Aidan Dodson, professor of Egyptology at the University of Bristol, UK, said: “If you think of it as a civilization that combined pharaonic power, language was written in hieroglyphics, and religion meant eventual replacement by Christianity, it Begins around 3100. Ends around 400 BC.”

Catherine Bard, professor of archaeology and classical studies at Boston University, offered a similar timeline. “The rule of the pharaohs began around 3000 B.C.,” Bard said.

However, humans were living in Egypt as early as 3000 BC. “About 400,000 years ago, the oldest known human existence in the Nile Valley”.

Agriculture in Egypt dates back to around 5,000 B.C.E., says Sally Katary, professor of Egyptology at Laurentian University in Ontario, “by 4100 B.C.E., year-round villages had been established in many parts of Egypt.”
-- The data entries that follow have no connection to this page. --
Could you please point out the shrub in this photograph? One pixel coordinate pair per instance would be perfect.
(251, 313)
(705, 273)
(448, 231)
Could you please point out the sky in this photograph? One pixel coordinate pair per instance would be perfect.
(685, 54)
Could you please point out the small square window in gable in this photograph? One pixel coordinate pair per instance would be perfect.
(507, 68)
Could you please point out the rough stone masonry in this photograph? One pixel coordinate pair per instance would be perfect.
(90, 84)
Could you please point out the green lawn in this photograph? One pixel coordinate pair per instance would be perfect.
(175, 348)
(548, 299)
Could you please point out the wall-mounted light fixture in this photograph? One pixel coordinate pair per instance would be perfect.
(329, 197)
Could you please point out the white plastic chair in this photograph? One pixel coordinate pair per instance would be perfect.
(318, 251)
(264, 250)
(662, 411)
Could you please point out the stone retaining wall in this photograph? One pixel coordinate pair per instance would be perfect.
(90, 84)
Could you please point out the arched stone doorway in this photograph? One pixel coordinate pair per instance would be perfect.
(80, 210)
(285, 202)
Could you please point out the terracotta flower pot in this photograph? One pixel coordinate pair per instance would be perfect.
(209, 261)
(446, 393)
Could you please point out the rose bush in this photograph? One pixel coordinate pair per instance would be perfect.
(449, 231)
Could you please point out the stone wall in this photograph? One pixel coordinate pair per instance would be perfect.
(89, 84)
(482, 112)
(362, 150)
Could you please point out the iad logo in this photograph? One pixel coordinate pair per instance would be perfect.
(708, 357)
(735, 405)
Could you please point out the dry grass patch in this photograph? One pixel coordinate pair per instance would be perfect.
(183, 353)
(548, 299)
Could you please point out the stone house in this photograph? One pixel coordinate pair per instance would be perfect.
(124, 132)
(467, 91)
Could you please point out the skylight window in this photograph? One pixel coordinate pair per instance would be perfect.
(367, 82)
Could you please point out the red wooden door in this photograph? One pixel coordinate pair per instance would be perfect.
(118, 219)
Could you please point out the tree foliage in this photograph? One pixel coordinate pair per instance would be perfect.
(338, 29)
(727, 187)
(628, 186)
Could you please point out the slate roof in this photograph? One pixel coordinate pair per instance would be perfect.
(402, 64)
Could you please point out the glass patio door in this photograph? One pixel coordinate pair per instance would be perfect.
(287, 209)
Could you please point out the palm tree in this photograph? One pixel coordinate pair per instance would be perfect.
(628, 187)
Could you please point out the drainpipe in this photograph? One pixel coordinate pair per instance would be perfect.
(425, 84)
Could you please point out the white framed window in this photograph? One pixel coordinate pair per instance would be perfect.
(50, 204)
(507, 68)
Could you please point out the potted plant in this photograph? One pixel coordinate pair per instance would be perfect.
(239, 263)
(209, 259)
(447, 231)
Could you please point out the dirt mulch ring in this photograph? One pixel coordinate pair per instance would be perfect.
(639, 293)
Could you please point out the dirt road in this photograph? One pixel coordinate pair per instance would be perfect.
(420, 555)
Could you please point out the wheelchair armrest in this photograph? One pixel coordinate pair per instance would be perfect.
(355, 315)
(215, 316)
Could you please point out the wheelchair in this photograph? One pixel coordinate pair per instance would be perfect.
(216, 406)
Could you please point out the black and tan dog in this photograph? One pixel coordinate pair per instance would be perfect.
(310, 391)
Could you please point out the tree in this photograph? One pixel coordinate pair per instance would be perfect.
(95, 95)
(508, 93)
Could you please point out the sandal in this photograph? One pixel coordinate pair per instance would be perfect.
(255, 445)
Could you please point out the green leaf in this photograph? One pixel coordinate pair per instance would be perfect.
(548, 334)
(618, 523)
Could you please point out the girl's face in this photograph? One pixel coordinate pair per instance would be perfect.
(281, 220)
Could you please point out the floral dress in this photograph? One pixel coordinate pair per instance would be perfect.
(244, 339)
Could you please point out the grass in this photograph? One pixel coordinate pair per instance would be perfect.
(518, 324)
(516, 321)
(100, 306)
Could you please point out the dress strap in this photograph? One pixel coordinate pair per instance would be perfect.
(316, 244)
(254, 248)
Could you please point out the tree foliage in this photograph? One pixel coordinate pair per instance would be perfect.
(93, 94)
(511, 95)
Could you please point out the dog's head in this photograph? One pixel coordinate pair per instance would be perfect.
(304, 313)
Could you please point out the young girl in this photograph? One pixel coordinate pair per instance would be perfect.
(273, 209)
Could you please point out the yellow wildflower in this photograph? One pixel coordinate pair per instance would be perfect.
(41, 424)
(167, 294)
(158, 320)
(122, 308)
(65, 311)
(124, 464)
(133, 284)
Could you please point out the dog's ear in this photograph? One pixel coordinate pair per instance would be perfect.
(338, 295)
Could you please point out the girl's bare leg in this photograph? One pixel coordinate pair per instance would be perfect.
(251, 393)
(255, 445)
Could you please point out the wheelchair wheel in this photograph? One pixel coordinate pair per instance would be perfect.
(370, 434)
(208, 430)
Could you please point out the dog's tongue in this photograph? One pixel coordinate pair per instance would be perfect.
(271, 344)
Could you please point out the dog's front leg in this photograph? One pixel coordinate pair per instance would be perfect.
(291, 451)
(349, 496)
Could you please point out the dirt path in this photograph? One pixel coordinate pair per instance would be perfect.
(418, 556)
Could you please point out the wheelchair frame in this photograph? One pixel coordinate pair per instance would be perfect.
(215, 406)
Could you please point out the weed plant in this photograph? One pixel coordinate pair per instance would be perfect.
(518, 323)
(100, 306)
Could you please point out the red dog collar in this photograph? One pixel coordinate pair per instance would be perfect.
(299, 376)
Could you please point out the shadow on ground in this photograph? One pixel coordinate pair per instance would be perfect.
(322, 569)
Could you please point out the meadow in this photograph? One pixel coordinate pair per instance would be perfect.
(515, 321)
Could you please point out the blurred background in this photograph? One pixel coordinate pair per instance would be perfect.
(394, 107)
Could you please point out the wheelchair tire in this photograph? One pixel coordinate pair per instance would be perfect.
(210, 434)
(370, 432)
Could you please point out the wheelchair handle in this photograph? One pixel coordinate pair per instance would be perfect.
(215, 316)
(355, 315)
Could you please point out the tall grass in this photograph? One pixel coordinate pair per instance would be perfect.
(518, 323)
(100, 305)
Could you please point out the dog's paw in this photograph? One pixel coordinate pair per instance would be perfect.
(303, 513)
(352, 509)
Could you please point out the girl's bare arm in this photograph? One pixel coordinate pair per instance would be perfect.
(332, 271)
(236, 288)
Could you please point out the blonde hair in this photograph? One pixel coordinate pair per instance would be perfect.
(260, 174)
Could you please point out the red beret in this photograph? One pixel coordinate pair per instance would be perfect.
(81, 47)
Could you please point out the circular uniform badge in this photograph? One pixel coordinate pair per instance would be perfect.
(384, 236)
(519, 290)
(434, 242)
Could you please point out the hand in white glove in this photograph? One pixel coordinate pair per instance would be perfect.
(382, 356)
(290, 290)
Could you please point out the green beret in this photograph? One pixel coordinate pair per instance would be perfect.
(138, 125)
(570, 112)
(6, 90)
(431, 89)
How old was ancient Egypt really?

Some settlements eventually developed into cities. From 3500 BC to 3000 BC, Naqada and Hiraconpolis (also known as Neken) became important urban centers. Content taken from “All the Cities of Ancient Egypt” by Steven Snape, professor of Egyptian archaeology.

Around 3100 BCE, Egypt was unified under a pharaoh who lived for the next few thousand years, around the 3rd century BCE Egyptian priest Manetto wrote that the first king of a unified Egyptian state was May King Ness, but scholars today still do not agree on who King Menes was and whether the information provided by priest Maneto was accurate.